偽装冷淡少女、旋崎雨音は高校2年生となり、教室も位置が変わっていた。
一方、クラス内で見る顔ぶれは、以前とそれほど変っていない。
古米国産金髪美少女のカティーナ・プレメシス、眠そうな顔のハイスペック三つ編み北原桜花は今年も雨音と同じクラスだが、実はこの辺に関しては少々裏があったりする。

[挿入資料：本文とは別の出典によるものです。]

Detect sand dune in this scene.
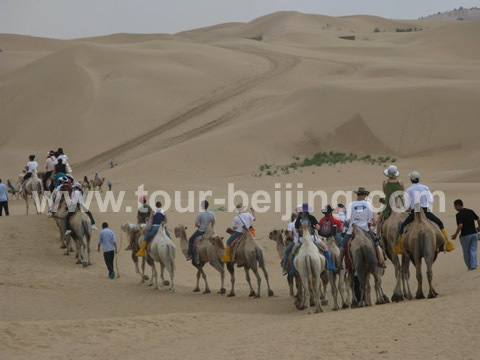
[0,12,480,359]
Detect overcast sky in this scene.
[0,0,480,39]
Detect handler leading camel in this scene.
[394,171,455,254]
[340,187,386,268]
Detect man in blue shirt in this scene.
[98,222,118,279]
[0,179,10,216]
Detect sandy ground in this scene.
[0,12,480,359]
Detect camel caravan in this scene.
[8,148,454,314]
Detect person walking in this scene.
[0,179,10,216]
[98,222,118,279]
[451,199,480,270]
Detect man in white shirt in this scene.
[65,182,97,235]
[340,187,386,268]
[221,203,255,263]
[282,212,299,275]
[23,155,38,180]
[42,151,56,189]
[394,171,455,254]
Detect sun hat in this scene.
[302,203,312,212]
[383,165,400,178]
[235,203,246,213]
[322,204,333,214]
[354,186,370,195]
[408,171,420,180]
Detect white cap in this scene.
[383,165,400,178]
[408,171,420,180]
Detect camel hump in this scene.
[414,204,427,223]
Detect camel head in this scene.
[268,229,284,243]
[174,225,188,238]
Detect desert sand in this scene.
[0,12,480,359]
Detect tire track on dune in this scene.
[74,45,300,171]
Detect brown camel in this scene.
[120,222,154,285]
[268,229,300,297]
[175,224,227,294]
[348,224,389,307]
[381,197,413,302]
[91,173,105,192]
[325,236,348,311]
[22,172,43,215]
[70,206,92,268]
[82,175,92,192]
[53,199,78,255]
[402,209,445,299]
[222,229,273,298]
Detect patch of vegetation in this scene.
[255,151,397,177]
[395,27,423,32]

何せワケあり魔法少女三人娘なので、学校側としても別々のクラスにはしなかったのだ。
そして、1年時には別のクラスだった能力者の生徒の姿も見られる。
異世界からの留学生を含め、何となく面倒な生徒をひとクラスに押し込んだという感がしなくもない冷淡女子だった。
「雨音っちー! 今年も一緒になれてよかったー!!」
「せいッ!」
「んニャー!? 今年もこんな感じデス!!?」
年初のホームルームの自己紹介を終えた後の、休み時間。
長身に長い黒髪の女子生徒が、両腕を広げ雨音の方に突っ込んできた。
それに対し、無慈悲な冷淡娘は傍らにいた金髪少女をカタパルト遠心射出。
長身少女はカティに抱きつく事となったが、そのままお構い無しに腕の中で揉みくちゃにしていた。

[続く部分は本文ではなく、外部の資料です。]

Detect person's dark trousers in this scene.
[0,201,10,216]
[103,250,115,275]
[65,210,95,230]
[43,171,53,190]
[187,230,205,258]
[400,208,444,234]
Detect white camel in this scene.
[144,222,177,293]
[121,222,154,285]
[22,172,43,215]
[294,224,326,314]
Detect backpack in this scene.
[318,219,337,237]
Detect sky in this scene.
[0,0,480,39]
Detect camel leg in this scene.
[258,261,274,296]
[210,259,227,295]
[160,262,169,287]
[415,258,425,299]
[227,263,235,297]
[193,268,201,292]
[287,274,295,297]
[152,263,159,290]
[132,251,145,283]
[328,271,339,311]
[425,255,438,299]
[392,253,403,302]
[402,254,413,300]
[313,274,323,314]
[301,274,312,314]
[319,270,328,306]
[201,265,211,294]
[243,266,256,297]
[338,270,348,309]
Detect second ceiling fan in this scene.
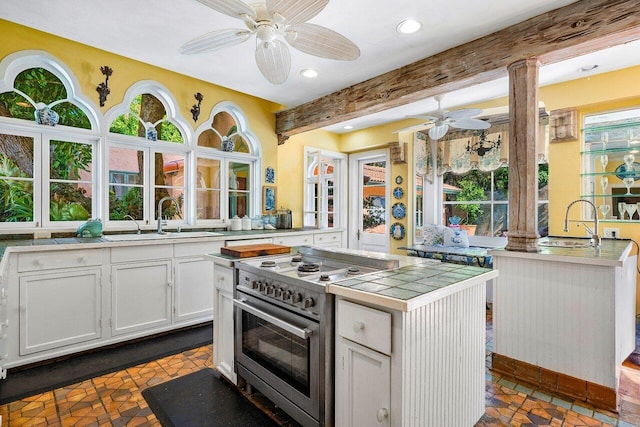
[396,95,491,140]
[180,0,360,84]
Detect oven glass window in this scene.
[242,311,310,396]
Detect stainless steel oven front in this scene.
[234,291,324,426]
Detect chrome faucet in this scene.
[564,199,601,249]
[158,196,182,234]
[123,214,140,234]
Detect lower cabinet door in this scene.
[213,290,237,384]
[174,257,213,322]
[111,260,173,335]
[336,336,391,427]
[19,268,102,355]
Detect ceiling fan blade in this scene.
[285,23,360,61]
[198,0,257,20]
[407,114,442,122]
[267,0,329,25]
[391,123,431,133]
[429,124,449,141]
[180,28,253,55]
[256,40,291,85]
[444,108,482,119]
[449,118,491,129]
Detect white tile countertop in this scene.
[326,249,498,311]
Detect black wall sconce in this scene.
[96,65,113,107]
[191,92,204,122]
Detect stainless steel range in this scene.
[234,247,397,426]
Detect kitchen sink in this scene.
[102,231,222,242]
[538,238,593,248]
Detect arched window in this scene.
[107,82,192,225]
[196,102,261,221]
[0,51,100,228]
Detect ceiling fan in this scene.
[396,95,491,140]
[180,0,360,84]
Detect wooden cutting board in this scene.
[220,243,291,258]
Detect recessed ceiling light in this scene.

「ギニャァアア!? キクノおめッどこに手ぇ入れてマスか!? 今度こそそのユーレーみたいな髪ベリショーにしてやるデスねー!!」
「あー! カティーまいだーりん! また一年この抱き心地を堪能出来る~~♪」
「フギャァアア!? アマネヘループ!!」
踏まれた猫のような鳴き声を上げて暴れるカティ。素の状態でもかなりの馬力があるのだが、それを長身少女は余裕で押さえ込んでいる。
こりゃ今年も勝てそうにないな。
自分でこの惨事を引き起こしておきながら、他人事のようにそんな事を思う雨音さんだった。

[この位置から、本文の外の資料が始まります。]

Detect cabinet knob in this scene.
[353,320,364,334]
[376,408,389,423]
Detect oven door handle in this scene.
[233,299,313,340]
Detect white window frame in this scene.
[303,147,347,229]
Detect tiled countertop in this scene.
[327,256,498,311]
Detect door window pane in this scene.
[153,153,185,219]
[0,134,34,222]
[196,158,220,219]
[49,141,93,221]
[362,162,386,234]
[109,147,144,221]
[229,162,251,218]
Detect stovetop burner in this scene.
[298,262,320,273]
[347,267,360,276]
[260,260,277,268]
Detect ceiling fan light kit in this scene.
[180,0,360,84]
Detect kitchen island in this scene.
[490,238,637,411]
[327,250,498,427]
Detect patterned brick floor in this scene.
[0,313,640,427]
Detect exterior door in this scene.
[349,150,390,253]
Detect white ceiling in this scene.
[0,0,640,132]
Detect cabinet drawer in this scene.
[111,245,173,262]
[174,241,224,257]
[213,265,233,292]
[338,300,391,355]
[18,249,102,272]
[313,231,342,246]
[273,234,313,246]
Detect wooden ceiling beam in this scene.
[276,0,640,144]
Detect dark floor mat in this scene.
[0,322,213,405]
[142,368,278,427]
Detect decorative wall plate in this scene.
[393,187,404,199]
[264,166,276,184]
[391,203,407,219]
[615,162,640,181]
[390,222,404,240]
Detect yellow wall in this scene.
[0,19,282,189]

「エディアさーん! わたしの肩に乗ってもらっていい?」
「いいですよー」
「キャー!!」
他方、妖精留学生の身長17センチ少女エディアは、乙女という花の間を飛び回っていた。あるいは営業に回っているが如し。
人形のようで人形より遥かに愛らしいメルヘン存在は、年度の頭からアクセルベタ踏みで大人気だ。かわいいモノ大好きなギャル系女子は、もはや泣きそうになっている。
恐らくこの後、インターネット上のSNS上ではリアル妖精とのツーショット写真が大きな話題になると思われた。
「外国語は選択式と言ったか。部活とやらも選ぶのだな。面白くなりそうではないか」
「フィンさまはその前に日本語覚えないと大変じゃないですかね?」
「基本5音と8種の起音の組み合わせであろ? 後は文法と単語の使い分け。4~5日もあれば操れると思うぞ?」
「マジっスか」
初っ端から制服を着崩している魔王さまは、机の上に座り大胆に脚を組み、単位の履修要綱プリントを閲覧中だ。
つまりある程度はもう読めているのである。
分からない漢字や単語を雨音に聞くと、もうそれを使いこなしているという。
あれ? このヒトもしかして物凄く頭いい? と、雨音は少々失礼な驚きを覚えていた。
「ふんふんふん……なるほど。箱の中に知識が詰まってるのではなく、これは単なる窓口か。おお!? あの邪神との大戦の時の絵だな! おいこれはなんと書いてある!?」
「ええ!? 俺!? えーと……『昨年から続く危険生物の危機、終息へ? 問われる新時代の安全保障。能力者と異世界人、新たなるプレイヤー達』、って書いてありますね…………」
大きな身体を丸めてタブレットPCを覗き込んでいたのは、ネメラス国の山男、ナイザル王子である。
少し前に遠視である事が発覚したので、メガネなどかけていた。
そして、学校支給のPCでインターネットに夢中な王子は、その辺の話ができる能力者の男子生徒を捕まえてネットの記事を翻訳させている。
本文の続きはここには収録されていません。